Andrew Little said in an interview with The Associated Press on Wednesday that tracking down the perpetrators of the attacks in recent weeks would be extremely difficult, as the distributed denial of service attacks are being routed through thousands of computers.
One line of investigation is the emails sent to people in some of the targeted organizations demanding a ransom in exchange for stopping the attacks, Little said. The official advice is to never, ever pay a ransom.
Little said he’s been told that the sheer volume of data used by the attackers is unprecedented. New Zealand’s foreign spy agency, the Government Communications Security Bureau, is helping with the investigation and working to protect companies targeted in what it says appears to be part of a global campaign.

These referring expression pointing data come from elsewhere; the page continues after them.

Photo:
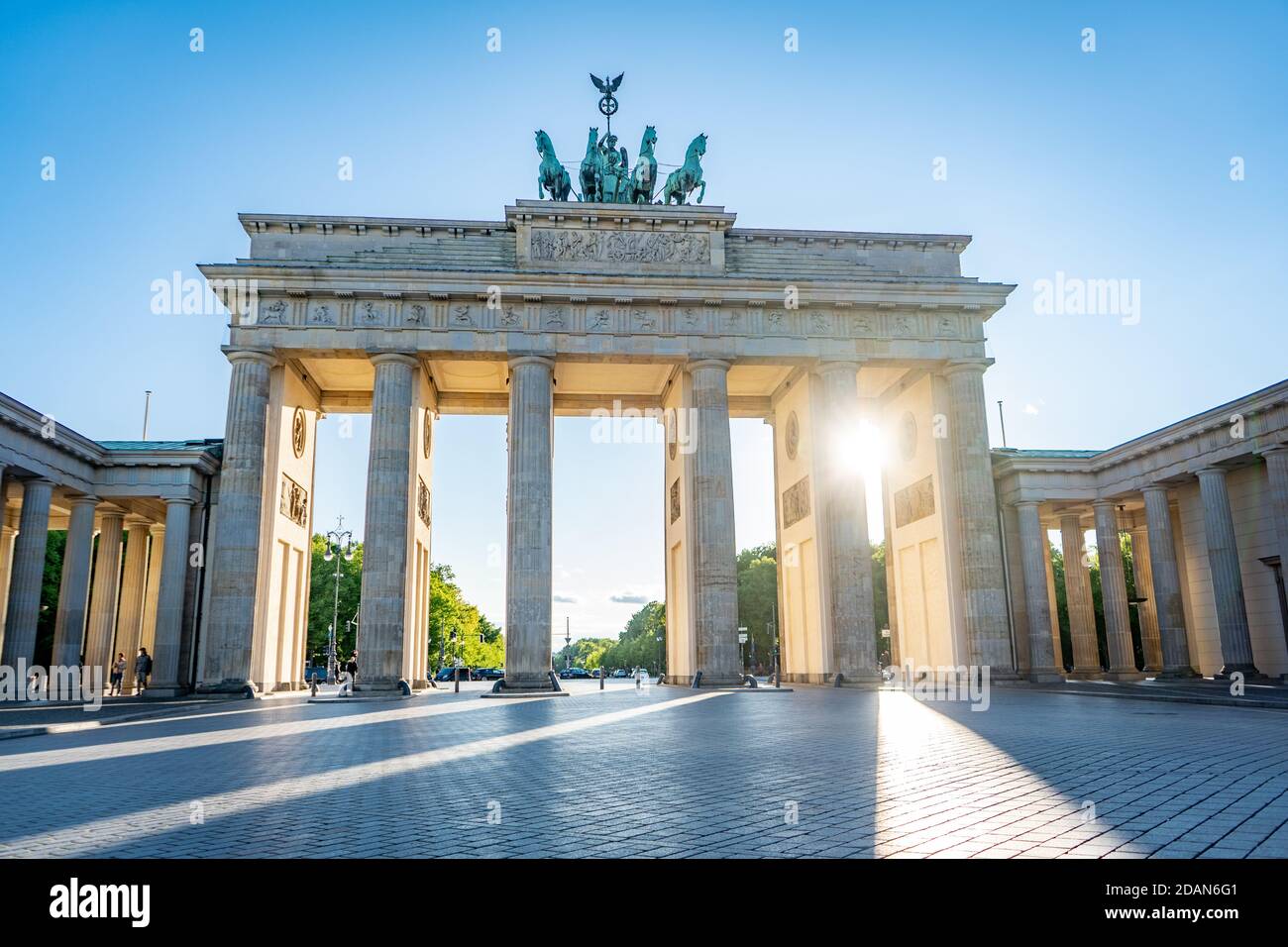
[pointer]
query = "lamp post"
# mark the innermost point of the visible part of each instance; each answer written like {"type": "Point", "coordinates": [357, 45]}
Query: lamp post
{"type": "Point", "coordinates": [456, 664]}
{"type": "Point", "coordinates": [336, 541]}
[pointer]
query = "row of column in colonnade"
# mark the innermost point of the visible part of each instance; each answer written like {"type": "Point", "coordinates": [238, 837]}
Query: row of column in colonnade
{"type": "Point", "coordinates": [712, 600]}
{"type": "Point", "coordinates": [1163, 630]}
{"type": "Point", "coordinates": [137, 605]}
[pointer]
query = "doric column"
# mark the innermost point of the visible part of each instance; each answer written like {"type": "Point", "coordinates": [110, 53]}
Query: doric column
{"type": "Point", "coordinates": [149, 630]}
{"type": "Point", "coordinates": [1042, 664]}
{"type": "Point", "coordinates": [528, 525]}
{"type": "Point", "coordinates": [384, 552]}
{"type": "Point", "coordinates": [1077, 595]}
{"type": "Point", "coordinates": [1147, 612]}
{"type": "Point", "coordinates": [715, 565]}
{"type": "Point", "coordinates": [134, 579]}
{"type": "Point", "coordinates": [27, 574]}
{"type": "Point", "coordinates": [168, 615]}
{"type": "Point", "coordinates": [1056, 644]}
{"type": "Point", "coordinates": [1167, 583]}
{"type": "Point", "coordinates": [235, 558]}
{"type": "Point", "coordinates": [8, 534]}
{"type": "Point", "coordinates": [980, 551]}
{"type": "Point", "coordinates": [196, 521]}
{"type": "Point", "coordinates": [1232, 613]}
{"type": "Point", "coordinates": [1276, 476]}
{"type": "Point", "coordinates": [73, 587]}
{"type": "Point", "coordinates": [845, 510]}
{"type": "Point", "coordinates": [1113, 594]}
{"type": "Point", "coordinates": [107, 574]}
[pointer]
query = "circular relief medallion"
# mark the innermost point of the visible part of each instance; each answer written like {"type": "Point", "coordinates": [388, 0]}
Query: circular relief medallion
{"type": "Point", "coordinates": [299, 432]}
{"type": "Point", "coordinates": [909, 436]}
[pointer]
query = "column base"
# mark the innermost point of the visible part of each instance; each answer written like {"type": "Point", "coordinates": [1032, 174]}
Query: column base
{"type": "Point", "coordinates": [1248, 672]}
{"type": "Point", "coordinates": [231, 686]}
{"type": "Point", "coordinates": [158, 690]}
{"type": "Point", "coordinates": [1044, 676]}
{"type": "Point", "coordinates": [1125, 676]}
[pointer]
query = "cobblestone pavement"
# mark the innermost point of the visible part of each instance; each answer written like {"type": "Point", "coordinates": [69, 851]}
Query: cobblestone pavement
{"type": "Point", "coordinates": [664, 772]}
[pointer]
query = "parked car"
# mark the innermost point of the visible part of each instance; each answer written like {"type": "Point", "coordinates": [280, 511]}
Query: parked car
{"type": "Point", "coordinates": [446, 674]}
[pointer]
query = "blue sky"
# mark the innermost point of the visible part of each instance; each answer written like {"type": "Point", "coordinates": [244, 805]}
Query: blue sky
{"type": "Point", "coordinates": [1113, 163]}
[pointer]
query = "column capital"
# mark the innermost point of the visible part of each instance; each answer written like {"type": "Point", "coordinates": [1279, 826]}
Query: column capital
{"type": "Point", "coordinates": [250, 355]}
{"type": "Point", "coordinates": [828, 367]}
{"type": "Point", "coordinates": [393, 359]}
{"type": "Point", "coordinates": [708, 364]}
{"type": "Point", "coordinates": [958, 365]}
{"type": "Point", "coordinates": [531, 360]}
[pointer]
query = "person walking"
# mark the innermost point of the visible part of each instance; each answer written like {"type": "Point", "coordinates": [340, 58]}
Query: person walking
{"type": "Point", "coordinates": [117, 676]}
{"type": "Point", "coordinates": [142, 669]}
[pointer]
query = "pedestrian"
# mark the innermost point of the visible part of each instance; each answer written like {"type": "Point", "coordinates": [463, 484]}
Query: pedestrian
{"type": "Point", "coordinates": [117, 674]}
{"type": "Point", "coordinates": [142, 669]}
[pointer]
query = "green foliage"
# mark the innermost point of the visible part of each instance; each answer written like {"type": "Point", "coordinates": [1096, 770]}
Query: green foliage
{"type": "Point", "coordinates": [758, 603]}
{"type": "Point", "coordinates": [638, 646]}
{"type": "Point", "coordinates": [478, 641]}
{"type": "Point", "coordinates": [322, 599]}
{"type": "Point", "coordinates": [50, 585]}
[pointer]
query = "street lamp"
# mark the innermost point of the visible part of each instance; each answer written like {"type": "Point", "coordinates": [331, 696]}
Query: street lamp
{"type": "Point", "coordinates": [336, 541]}
{"type": "Point", "coordinates": [456, 663]}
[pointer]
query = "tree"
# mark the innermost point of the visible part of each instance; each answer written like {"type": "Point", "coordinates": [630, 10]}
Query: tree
{"type": "Point", "coordinates": [51, 582]}
{"type": "Point", "coordinates": [478, 643]}
{"type": "Point", "coordinates": [638, 646]}
{"type": "Point", "coordinates": [322, 599]}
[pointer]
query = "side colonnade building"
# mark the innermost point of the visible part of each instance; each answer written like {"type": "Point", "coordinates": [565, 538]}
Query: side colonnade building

The attacks stopped share trading for up to several hours at a time over four days last week. Private company NZX, which hosts the market, said it halted trading to maintain market integrity because the attacks prevented it from publishing market announcements.
Little said the attackers had found vulnerabilities in the stock market’s operations.
“That motivated them to continue the attack, and they picked on other organizations as well,” he said.
One of those was the bank TSB, which was hit Tuesday. Chief Executive Donna Cooper said the attack disrupted some of its services but it had a plan in place and the bank remained sound.
Another bank, Westpac, said it successfully repelled an attack two weeks ago and hadn’t been hit again since. News organizations Stuff and RNZ reported they had repelled attacks over the weekend.
The weather organization MetService was also hit this week, switching its website to a stripped down version in order to stay online.
NZX said that, despite more attacks on its website, so far this week it has been able to trade uninterrupted.
“NZX has been advised by independent cyber specialists that the attacks last week are among the largest, most well-resourced and sophisticated they have ever seen in New Zealand,” chief executive Mark Peterson said in a statement.
Little said the attacks were a wake-up call to all organizations with customer-facing websites. Only a few organizations seem to have been targeted at any one time and most have been able to repel the attacks, giving him confidence the country can move past them.